Struct rand::distributions::Gamma

pub struct Gamma { /* fields omitted */ }

The Gamma distribution Gamma(shape, scale) distribution.

The density function of this distribution is

f(x) =  x^(k - 1) * exp(-x / θ) / (Γ(k) * θ^k)

where Γ is the Gamma function, k is the shape and θ is the scale and both k and θ are strictly positive.

The algorithm used is that described by Marsaglia & Tsang 2000[1], falling back to directly sampling from an Exponential for shape == 1, and using the boosting technique described in [1] for shape < 1.

Example

use rand::distributions::{IndependentSample, Gamma};

let gamma = Gamma::new(2.0, 5.0);
let v = gamma.ind_sample(&mut rand::thread_rng());
println!("{} is from a Gamma(2, 5) distribution", v);

[1]: George Marsaglia and Wai Wan Tsang. 2000. "A Simple Method for Generating Gamma Variables" ACM Trans.

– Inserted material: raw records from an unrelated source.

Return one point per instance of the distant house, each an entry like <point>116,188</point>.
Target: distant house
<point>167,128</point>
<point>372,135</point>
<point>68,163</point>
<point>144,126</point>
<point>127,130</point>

Math. Softw. 26, 3 (September 2000), 363-372. DOI:10.1145/358407.358414

Methods

impl Gamma

pub fn new(shape: f64, scale: f64) -> Gamma

Construct an object representing the Gamma(shape, scale) distribution.

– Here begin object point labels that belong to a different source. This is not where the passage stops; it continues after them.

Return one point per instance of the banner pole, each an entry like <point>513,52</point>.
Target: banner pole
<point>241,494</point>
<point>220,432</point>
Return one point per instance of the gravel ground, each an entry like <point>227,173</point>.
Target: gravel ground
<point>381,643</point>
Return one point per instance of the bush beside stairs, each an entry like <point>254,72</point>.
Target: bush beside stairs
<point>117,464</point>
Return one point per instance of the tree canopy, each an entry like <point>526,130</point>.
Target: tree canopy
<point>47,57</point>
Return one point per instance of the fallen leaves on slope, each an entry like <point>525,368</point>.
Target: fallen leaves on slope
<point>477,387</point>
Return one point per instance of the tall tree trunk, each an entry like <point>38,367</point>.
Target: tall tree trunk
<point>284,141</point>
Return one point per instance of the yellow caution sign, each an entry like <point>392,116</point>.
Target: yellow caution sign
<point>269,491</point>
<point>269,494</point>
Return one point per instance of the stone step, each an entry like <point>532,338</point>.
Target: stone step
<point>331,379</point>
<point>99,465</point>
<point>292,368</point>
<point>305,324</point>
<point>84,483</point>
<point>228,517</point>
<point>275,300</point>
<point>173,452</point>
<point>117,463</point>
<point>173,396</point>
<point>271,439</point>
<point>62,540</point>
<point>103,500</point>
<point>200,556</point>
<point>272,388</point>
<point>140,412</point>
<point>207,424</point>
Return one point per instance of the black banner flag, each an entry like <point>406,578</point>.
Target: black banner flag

Panics if shape <= 0 or scale <= 0.

Trait Implementations

impl Debug for Gamma

fn fmt(&self, __arg_0: &mut Formatter) -> Result<(), Error>

Formats the value using the given formatter.

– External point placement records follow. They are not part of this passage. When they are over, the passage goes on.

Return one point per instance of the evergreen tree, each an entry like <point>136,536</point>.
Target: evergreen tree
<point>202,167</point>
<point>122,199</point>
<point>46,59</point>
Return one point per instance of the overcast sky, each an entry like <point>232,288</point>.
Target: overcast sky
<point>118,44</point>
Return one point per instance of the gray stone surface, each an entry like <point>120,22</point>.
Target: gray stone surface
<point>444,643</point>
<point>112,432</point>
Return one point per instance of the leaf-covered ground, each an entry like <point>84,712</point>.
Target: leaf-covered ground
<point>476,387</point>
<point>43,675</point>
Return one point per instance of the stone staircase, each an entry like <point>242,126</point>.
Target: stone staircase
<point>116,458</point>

impl IndependentSample<f64> for Gamma

fn ind_sample<R>(&self, rng: &mut R) -> f64 where
    R: Rng, 

Generate a random value.

impl Copy for Gamma

impl Clone for Gamma

fn clone(&self) -> Gamma

Returns a copy of the value.

fn clone_from(&mut self, source: &Self)

Performs copy-assignment from source.

impl Sample<f64> for Gamma

fn sample<R>(&mut self, rng: &mut R) -> f64 where
    R: Rng, 

Generate a random value of Support, using rng as the source of randomness.